The Seven Daughters of Eve

25 Jul

Since I am currently writing the longest essay of my life, I am skimming through a lot of books these days.  Most of them are on some obscure aspect of my thesis topic (for instance, Neanderthals, tools, and the ways that Neanderthals used tools), but occasionally I come across things that a layperson such as yourself would actually be interested in.

The Seven Daughters of Eve is one of those books.  Written by a professor of human genetics, it’s his first person account of how he came to learn that all Europeans are descended from just 7 women.  It’s surprisingly readable for such a dry-sounding subject, and fascinating on top of it – especially if you are interested in women’s contribution to history.  Dr. Sykes uses mitochondrial DNA , which can only be passed through the mother.  (These kinds of tracings can also be done with Y-chromosomes, which only pass from father to son.)  He does his best, too, to bring these women to life in 7 individual chapters.  Though he’s not the best storyteller in the world, I couldn’t help but like the fact that he felt compelled to name these women and try to include something about their lives.

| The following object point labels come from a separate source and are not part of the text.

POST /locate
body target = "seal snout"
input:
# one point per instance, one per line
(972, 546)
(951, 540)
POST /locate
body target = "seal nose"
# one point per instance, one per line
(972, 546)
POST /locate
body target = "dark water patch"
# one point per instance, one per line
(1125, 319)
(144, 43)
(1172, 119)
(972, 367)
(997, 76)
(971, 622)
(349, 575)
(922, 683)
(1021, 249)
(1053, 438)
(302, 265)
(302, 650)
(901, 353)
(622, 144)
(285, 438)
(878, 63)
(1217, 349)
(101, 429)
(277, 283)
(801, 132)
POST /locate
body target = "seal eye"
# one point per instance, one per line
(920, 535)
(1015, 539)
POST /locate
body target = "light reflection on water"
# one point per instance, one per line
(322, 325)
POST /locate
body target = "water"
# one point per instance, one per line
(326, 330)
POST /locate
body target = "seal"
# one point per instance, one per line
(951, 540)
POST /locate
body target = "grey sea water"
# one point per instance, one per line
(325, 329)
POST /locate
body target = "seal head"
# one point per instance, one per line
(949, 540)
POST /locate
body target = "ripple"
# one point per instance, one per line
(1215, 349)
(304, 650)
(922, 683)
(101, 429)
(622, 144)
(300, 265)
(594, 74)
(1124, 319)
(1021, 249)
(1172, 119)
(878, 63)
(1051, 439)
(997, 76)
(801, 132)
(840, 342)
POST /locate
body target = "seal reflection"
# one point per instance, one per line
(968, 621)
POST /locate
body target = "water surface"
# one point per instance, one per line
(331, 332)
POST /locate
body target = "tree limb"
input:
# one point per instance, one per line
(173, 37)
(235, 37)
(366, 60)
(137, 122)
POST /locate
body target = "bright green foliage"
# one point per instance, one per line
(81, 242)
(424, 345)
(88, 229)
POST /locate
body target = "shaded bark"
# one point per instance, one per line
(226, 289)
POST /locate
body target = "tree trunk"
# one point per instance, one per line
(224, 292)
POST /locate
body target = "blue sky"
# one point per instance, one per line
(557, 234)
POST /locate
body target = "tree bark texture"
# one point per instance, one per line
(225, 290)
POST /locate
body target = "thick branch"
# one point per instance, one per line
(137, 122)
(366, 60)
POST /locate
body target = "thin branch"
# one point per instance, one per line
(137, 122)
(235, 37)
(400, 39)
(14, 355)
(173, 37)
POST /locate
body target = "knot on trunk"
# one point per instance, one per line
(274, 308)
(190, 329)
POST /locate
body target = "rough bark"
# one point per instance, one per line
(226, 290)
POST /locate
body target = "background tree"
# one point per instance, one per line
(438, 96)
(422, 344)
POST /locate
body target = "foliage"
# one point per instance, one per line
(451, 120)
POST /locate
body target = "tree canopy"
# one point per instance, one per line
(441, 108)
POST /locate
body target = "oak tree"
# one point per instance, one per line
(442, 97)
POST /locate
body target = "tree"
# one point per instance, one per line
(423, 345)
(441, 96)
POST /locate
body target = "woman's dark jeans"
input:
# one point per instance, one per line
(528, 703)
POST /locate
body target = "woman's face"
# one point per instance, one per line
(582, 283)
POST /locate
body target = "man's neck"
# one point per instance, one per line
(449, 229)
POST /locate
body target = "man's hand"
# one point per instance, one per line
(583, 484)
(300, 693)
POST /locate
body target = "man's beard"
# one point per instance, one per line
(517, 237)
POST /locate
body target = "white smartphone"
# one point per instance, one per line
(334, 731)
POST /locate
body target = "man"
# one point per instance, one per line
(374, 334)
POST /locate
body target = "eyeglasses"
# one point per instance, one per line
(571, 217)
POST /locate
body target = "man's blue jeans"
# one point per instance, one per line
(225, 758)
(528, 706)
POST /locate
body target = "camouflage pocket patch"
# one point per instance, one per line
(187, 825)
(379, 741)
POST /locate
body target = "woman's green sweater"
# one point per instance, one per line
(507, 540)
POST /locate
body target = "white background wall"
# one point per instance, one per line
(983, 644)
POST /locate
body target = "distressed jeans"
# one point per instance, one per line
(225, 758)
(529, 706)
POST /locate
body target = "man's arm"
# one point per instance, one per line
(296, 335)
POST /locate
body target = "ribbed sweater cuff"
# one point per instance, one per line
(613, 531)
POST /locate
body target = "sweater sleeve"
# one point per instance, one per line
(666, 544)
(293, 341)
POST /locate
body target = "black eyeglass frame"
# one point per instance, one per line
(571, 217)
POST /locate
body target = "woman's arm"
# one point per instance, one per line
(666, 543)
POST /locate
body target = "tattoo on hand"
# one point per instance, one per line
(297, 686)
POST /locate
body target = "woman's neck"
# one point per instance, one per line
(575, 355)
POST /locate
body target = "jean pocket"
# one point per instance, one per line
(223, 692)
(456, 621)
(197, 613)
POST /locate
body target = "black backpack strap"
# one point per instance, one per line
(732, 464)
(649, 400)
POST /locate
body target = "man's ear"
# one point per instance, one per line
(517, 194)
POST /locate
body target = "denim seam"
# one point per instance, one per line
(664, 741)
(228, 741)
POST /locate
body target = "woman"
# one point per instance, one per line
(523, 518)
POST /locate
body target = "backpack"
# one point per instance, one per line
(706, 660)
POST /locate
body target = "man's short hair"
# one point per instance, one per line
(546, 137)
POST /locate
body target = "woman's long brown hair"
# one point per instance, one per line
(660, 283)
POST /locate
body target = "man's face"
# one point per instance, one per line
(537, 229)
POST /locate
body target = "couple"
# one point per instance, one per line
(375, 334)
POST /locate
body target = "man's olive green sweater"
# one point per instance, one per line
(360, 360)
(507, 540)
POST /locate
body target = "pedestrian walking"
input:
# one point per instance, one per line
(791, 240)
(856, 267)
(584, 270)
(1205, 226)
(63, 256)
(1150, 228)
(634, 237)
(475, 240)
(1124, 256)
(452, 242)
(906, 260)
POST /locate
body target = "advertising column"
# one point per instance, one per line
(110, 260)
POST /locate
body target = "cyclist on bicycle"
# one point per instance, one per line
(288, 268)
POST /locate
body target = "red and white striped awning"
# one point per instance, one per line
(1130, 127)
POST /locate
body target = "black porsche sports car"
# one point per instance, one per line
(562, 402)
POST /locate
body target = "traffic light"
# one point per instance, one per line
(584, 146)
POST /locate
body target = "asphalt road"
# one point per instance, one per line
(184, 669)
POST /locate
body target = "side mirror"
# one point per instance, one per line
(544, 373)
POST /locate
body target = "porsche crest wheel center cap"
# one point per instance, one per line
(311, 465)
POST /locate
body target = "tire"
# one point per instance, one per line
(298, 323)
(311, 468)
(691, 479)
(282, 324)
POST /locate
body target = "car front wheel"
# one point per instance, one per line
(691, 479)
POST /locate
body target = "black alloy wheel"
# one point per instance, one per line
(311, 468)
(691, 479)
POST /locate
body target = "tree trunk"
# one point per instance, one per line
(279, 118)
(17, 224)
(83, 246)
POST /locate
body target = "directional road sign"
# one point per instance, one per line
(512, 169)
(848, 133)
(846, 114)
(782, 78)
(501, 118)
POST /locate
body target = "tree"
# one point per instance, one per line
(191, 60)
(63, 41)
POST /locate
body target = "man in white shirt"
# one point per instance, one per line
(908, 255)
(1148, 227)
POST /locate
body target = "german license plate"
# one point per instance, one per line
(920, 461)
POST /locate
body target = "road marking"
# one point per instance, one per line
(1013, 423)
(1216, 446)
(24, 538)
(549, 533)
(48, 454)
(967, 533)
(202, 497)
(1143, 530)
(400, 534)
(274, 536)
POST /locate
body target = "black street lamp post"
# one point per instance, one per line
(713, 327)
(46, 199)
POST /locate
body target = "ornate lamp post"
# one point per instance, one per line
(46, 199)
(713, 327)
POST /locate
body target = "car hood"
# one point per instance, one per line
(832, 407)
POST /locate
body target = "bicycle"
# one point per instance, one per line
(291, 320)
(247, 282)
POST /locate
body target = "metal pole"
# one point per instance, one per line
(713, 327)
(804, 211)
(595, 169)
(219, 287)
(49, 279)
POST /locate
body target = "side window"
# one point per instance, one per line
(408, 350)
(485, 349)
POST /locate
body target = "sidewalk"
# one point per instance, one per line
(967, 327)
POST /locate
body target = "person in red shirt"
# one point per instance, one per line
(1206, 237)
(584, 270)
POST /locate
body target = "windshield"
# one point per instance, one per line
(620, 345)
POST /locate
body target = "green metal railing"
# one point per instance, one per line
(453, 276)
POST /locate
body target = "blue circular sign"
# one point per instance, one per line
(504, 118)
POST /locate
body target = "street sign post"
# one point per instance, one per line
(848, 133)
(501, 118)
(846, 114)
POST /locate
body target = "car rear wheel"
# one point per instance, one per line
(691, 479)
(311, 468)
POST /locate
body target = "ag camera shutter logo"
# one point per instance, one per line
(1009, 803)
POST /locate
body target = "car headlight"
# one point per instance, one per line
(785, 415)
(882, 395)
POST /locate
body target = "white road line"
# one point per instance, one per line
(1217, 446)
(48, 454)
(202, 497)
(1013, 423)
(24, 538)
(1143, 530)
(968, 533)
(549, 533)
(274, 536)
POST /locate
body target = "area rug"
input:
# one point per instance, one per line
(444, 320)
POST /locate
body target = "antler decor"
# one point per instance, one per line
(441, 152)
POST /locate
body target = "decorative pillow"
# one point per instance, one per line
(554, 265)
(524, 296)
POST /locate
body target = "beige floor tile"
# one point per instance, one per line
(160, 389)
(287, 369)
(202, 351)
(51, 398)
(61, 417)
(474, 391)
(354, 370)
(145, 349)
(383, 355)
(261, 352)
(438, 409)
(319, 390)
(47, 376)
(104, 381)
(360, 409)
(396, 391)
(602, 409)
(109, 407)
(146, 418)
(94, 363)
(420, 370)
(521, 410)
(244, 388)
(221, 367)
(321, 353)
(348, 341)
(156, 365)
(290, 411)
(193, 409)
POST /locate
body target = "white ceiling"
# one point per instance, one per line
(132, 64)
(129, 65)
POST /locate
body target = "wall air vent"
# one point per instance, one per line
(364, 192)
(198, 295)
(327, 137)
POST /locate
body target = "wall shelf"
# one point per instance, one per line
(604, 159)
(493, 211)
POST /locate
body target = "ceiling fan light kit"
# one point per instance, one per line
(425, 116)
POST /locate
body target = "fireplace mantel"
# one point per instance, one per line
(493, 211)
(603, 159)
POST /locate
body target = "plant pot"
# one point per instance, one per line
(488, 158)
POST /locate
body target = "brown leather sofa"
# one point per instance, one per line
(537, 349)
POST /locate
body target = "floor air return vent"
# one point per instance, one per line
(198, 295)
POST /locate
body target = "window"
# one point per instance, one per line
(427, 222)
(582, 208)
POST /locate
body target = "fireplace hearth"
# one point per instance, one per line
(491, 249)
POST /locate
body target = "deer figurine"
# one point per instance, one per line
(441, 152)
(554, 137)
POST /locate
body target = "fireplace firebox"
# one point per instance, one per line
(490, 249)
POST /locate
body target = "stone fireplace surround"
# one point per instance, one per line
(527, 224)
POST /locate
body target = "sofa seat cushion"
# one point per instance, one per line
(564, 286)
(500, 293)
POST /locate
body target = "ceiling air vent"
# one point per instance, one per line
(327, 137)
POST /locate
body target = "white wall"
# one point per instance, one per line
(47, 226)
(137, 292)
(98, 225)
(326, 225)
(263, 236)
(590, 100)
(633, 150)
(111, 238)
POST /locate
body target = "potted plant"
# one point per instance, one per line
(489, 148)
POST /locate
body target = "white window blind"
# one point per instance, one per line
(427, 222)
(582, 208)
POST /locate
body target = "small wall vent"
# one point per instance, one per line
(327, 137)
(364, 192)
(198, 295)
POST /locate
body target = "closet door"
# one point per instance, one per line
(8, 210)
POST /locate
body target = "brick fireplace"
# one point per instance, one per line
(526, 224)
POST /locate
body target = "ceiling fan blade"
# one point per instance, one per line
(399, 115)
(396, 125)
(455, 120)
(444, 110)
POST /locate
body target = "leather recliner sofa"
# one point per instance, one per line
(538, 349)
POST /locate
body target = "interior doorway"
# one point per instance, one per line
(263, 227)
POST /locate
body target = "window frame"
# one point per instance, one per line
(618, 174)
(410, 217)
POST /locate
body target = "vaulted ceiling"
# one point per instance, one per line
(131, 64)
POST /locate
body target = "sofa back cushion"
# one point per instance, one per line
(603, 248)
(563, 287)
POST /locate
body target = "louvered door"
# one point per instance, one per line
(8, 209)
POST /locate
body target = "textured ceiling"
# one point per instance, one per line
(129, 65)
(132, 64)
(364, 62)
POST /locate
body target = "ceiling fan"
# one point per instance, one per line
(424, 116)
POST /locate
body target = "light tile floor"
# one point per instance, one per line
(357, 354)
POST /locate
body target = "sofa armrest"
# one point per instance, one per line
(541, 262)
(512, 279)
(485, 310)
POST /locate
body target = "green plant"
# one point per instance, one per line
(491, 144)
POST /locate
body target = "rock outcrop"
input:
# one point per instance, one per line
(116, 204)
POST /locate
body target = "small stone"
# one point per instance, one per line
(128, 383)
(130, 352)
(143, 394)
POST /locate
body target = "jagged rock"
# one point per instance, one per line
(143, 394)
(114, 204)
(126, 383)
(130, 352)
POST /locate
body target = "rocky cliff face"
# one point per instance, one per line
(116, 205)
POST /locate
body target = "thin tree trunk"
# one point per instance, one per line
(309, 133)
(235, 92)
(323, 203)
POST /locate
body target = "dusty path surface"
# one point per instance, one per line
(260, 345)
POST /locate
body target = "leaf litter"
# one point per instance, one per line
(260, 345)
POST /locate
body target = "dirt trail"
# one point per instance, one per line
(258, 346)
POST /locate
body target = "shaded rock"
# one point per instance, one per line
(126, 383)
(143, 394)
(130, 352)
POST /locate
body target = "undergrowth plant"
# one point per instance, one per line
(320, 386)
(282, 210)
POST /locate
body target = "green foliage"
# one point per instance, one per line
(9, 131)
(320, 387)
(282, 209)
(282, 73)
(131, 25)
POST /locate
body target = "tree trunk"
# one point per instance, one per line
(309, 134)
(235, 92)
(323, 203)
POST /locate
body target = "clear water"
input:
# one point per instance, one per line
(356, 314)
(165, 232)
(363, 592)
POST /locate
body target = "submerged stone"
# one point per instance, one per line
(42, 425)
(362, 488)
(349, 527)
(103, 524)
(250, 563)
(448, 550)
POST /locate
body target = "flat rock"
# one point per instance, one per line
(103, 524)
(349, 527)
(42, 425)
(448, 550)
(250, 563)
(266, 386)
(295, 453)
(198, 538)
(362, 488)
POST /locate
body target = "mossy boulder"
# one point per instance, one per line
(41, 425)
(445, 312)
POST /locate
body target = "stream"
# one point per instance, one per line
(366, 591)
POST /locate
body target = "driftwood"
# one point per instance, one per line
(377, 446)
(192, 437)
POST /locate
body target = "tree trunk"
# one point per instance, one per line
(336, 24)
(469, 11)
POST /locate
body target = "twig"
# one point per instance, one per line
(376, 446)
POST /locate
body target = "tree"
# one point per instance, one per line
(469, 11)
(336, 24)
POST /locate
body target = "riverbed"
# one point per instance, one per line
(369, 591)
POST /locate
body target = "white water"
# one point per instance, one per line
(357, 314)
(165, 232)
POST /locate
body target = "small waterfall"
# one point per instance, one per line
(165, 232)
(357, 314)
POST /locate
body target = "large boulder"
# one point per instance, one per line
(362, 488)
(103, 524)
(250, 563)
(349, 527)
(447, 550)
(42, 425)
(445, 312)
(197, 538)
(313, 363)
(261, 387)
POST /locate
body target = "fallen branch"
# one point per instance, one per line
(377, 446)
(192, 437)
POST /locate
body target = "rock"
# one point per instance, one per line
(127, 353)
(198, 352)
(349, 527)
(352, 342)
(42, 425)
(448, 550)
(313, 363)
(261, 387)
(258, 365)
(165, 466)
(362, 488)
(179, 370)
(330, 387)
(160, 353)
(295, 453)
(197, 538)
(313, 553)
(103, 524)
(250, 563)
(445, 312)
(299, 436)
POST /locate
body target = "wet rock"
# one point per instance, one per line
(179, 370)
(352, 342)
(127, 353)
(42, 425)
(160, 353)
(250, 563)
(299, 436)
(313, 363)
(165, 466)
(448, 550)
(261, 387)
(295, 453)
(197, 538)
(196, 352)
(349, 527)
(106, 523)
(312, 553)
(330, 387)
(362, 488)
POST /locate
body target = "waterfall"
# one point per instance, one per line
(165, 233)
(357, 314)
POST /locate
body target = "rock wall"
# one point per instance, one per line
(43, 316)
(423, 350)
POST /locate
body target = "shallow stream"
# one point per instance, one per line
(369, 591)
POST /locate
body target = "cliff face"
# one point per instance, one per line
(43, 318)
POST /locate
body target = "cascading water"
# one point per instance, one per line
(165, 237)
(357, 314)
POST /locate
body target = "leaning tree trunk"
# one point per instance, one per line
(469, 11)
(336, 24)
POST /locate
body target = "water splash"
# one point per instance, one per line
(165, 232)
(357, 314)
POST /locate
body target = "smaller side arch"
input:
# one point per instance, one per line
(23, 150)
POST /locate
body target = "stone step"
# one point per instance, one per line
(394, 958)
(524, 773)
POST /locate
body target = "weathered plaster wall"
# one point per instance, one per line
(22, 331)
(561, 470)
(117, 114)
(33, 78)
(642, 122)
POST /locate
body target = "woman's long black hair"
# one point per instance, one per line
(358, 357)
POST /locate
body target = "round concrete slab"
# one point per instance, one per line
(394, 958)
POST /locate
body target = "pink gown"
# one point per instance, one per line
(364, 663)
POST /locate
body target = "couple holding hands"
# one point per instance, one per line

I was able to pull out a little tidbit that I found interesting, too:

“The first blood transfusions were recorded in Italy in 1628, but so many people died from the severe reactions [that were caused by the lack of knowledge of different blood types] that the practice was banned there, as well as in France and England.  Though there were some experimental transfusions using lamb’s blood, notably by the English physician Richard Lower in the 1660s, the results were no better and the idea was given up for a couple of centuries.  Transfusions with human blood started up again in the middle of the nineteenth century, to combat the frequently fatal haemorrhages that occurred after childbirth, and by 1875 there had been 347 recorded transfusions.” -Brian Sykes, The Seven Daughters of Eve, p. 33

The next time you or someone you know gets a blood transfusion, think of the women of the Nineteenth Century who inspired doctors to try again.

Update: The Royal Society has recently made their archives public, so now you can read about some of the first blood transfusions ever performed.